Alex Dick at the UP Cafe where he learns job skills each day.

Alex Dick, a student with the Omaha Public Schools Transition Program, stands in the UP Cafe where he learns job skills each day.

One of Union Pacific’s values is to work as a team, in part by embracing diversity and creating opportunities for all people. Recognizing October as National Disability Employment Awareness Month (NDEAM) is one way to bring that value to the forefront.

NDEAM takes place each year as an opportunity to appreciate the contributions people with disabilities have made to workplaces across the country. It’s also a time to reflect on the importance of this group having access to employment.

One of the ways UP works to empower people with disabilities is through its partnership with the Omaha Public Schools Transition Program. The program prepares secondary students with disabilities to move from high school into the adult community via work-based learning to develop occupational and related social skills.

Each morning and afternoon, a group of students from the program arrives to work at the UP Cafe in the Omaha headquarters building.

Students like Alex Dick get straight to it – sanitizing kiosks, stocking coffee creamer and condiments, and emptying trash containers.

“And then of course, at the end, we all work in the dish room,” he said. “We’re all one big team, and we work together that way to finish our shift.”

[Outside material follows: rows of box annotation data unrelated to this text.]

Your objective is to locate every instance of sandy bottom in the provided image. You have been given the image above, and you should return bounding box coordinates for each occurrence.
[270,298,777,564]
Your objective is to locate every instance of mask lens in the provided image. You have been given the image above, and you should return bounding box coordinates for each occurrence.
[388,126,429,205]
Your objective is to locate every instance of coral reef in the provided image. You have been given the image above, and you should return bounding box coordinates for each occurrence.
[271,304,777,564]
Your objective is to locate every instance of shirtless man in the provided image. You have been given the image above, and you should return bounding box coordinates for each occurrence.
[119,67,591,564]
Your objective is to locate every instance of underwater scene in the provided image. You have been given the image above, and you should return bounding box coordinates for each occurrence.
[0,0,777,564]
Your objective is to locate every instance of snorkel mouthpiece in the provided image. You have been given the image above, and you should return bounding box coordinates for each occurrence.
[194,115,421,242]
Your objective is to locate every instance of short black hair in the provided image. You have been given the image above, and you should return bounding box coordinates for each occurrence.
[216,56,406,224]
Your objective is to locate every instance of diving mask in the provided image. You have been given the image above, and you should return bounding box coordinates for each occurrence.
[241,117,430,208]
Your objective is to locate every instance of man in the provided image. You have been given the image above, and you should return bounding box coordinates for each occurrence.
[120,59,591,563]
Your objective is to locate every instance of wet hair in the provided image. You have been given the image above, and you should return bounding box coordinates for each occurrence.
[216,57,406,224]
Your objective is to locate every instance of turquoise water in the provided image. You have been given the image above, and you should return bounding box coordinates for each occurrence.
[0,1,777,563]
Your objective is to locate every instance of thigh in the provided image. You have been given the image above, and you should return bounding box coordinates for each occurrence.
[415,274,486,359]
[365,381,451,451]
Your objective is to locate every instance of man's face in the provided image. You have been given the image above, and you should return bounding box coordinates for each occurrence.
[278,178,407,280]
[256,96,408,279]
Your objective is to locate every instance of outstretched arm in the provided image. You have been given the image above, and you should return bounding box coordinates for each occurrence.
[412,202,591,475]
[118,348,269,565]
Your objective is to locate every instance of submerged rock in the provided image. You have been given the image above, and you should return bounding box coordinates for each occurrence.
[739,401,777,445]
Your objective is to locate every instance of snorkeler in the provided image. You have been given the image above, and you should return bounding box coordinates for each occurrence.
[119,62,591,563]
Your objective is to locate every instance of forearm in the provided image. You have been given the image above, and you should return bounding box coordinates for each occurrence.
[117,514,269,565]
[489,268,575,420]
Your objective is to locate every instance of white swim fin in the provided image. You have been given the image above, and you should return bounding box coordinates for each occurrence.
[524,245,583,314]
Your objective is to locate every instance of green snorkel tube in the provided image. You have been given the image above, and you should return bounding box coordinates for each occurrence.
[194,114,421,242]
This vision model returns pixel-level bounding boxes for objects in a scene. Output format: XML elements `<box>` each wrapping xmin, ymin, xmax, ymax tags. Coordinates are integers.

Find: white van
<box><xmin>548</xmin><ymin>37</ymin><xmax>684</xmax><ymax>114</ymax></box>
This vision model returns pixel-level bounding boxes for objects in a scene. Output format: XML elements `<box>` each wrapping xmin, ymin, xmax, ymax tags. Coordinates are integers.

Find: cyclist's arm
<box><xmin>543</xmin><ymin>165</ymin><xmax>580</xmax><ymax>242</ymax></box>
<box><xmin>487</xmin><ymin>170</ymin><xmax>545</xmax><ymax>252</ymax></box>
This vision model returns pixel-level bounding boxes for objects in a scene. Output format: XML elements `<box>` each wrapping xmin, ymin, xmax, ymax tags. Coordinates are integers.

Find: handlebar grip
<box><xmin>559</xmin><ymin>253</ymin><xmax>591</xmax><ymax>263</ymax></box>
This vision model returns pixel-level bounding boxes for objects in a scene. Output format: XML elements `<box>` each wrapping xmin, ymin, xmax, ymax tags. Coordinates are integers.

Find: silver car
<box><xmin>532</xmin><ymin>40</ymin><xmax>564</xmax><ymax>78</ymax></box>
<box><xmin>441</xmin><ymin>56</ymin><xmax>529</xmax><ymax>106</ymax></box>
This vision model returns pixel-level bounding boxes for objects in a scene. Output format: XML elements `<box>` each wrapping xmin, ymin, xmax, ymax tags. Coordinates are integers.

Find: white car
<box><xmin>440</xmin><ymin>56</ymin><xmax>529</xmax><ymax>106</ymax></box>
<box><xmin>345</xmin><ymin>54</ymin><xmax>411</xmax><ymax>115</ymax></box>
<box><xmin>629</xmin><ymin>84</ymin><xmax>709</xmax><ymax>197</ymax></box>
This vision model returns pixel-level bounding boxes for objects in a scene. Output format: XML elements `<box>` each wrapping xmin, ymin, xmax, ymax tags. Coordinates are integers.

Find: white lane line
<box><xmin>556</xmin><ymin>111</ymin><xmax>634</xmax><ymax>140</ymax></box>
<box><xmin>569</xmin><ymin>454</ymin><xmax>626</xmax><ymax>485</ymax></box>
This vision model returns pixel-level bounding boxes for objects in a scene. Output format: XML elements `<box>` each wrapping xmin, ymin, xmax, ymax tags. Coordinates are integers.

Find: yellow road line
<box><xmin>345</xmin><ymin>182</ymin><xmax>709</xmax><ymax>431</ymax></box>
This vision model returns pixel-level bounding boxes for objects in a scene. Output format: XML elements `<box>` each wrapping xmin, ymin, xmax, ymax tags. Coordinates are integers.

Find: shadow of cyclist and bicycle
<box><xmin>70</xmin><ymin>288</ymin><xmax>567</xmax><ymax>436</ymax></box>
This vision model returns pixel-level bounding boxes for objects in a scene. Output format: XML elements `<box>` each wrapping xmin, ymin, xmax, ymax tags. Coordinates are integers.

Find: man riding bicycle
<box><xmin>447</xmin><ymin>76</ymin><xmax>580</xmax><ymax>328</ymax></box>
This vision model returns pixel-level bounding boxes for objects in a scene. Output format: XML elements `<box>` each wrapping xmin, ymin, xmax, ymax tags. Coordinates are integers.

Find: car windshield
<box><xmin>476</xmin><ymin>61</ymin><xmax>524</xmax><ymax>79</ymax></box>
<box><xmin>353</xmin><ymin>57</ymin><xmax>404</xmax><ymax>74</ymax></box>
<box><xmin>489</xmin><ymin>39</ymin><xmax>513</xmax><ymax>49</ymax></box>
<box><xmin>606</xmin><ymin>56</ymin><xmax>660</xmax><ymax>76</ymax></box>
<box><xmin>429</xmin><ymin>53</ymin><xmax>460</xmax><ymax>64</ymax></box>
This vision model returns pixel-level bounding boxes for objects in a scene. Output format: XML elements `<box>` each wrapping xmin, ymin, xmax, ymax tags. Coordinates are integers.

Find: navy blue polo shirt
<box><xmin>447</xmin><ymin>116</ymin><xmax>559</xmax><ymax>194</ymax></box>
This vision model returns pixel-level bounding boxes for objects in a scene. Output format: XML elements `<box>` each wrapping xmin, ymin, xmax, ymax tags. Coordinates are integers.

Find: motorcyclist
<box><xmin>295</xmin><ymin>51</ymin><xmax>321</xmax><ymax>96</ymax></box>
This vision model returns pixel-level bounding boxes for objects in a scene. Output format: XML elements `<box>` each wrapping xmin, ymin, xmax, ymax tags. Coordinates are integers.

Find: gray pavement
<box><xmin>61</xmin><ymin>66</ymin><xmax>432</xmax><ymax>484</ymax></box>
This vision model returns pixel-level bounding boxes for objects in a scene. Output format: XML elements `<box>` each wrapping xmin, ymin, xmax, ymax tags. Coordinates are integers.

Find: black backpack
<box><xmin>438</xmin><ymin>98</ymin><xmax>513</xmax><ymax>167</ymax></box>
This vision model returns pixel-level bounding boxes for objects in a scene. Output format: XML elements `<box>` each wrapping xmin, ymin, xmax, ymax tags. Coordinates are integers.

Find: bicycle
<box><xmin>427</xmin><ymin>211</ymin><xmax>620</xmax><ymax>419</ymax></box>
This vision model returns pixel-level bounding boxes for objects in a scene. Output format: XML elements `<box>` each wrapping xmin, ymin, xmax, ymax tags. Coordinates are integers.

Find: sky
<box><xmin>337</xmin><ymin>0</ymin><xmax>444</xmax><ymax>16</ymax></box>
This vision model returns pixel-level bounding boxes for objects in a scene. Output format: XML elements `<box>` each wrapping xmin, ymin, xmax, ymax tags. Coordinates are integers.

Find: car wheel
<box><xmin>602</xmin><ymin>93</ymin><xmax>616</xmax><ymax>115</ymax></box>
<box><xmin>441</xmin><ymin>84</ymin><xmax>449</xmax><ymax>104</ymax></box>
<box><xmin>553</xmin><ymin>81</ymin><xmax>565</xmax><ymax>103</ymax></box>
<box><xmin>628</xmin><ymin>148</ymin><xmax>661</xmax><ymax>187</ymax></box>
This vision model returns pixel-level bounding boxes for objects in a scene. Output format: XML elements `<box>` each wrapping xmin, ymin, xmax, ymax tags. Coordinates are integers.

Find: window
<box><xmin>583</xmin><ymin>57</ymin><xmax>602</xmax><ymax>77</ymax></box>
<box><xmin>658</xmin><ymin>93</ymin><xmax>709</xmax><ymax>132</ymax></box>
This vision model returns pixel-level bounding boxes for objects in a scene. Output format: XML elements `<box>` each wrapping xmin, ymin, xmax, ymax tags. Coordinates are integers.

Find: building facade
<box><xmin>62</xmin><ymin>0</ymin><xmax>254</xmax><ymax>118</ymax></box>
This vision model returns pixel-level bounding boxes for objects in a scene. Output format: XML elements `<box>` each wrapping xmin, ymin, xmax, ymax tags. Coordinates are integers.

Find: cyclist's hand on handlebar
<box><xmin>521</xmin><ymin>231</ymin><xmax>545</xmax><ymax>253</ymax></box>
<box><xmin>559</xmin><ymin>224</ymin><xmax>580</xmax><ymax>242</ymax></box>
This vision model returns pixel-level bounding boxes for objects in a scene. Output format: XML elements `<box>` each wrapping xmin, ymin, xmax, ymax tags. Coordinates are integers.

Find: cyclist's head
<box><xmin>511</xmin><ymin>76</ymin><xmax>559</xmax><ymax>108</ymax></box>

Dick explained he has epilepsy. His condition brings added challenges to his life, but having an opportunity like working at the UP Cafe gives him joy.

Medium | Alex Dick restocking coffee creamer in the UP Cafe.

Alex Dick restocking coffee creamer in the UP Cafe.

“Being here is exciting for me because I never know what I’m going to be faced with,” he said. “It’s just excitement, you know? It’s an adrenaline rush. I just like working here. Most medically challenged people don’t get the experience that I do, and I feel like if I didn’t come here, I wouldn’t get the experience and guidance.”

Jordan Turner, president of the UP Employee Resource Group for disability awareness and inclusion, EASE, said one in four adults have some kind of disability, one in five care for someone with a disability and 5.6% of workers in the transportation industry are classified as disabled.

“No matter how you analyze it, these statistics mean UP has a large percentage of employees impacted by disability in some way,” said Turner, general director, Tech. “Also, disability is something that crosses all social and demographic boundaries. It can impact anyone at any time. National Disability Employment Awareness Month helps bring awareness to the forefront and celebrates the many accomplishments of those impacted by disability.”

Turner said if you’d like to learn more about supporting employees or others affected by disabilities, it’s easy to get started.

“Open yourself up to learning something new,” she said. “You can do this by talking to someone about their experience, reading a new book or watching a documentary. Learning something new will change your perspective. I started this journey with the book by Lorraine Cannistra called “More The Same Than Different.” It is a quick read and a fantastic collection of tips for anyone on how to empathize and interact with someone with a disability.”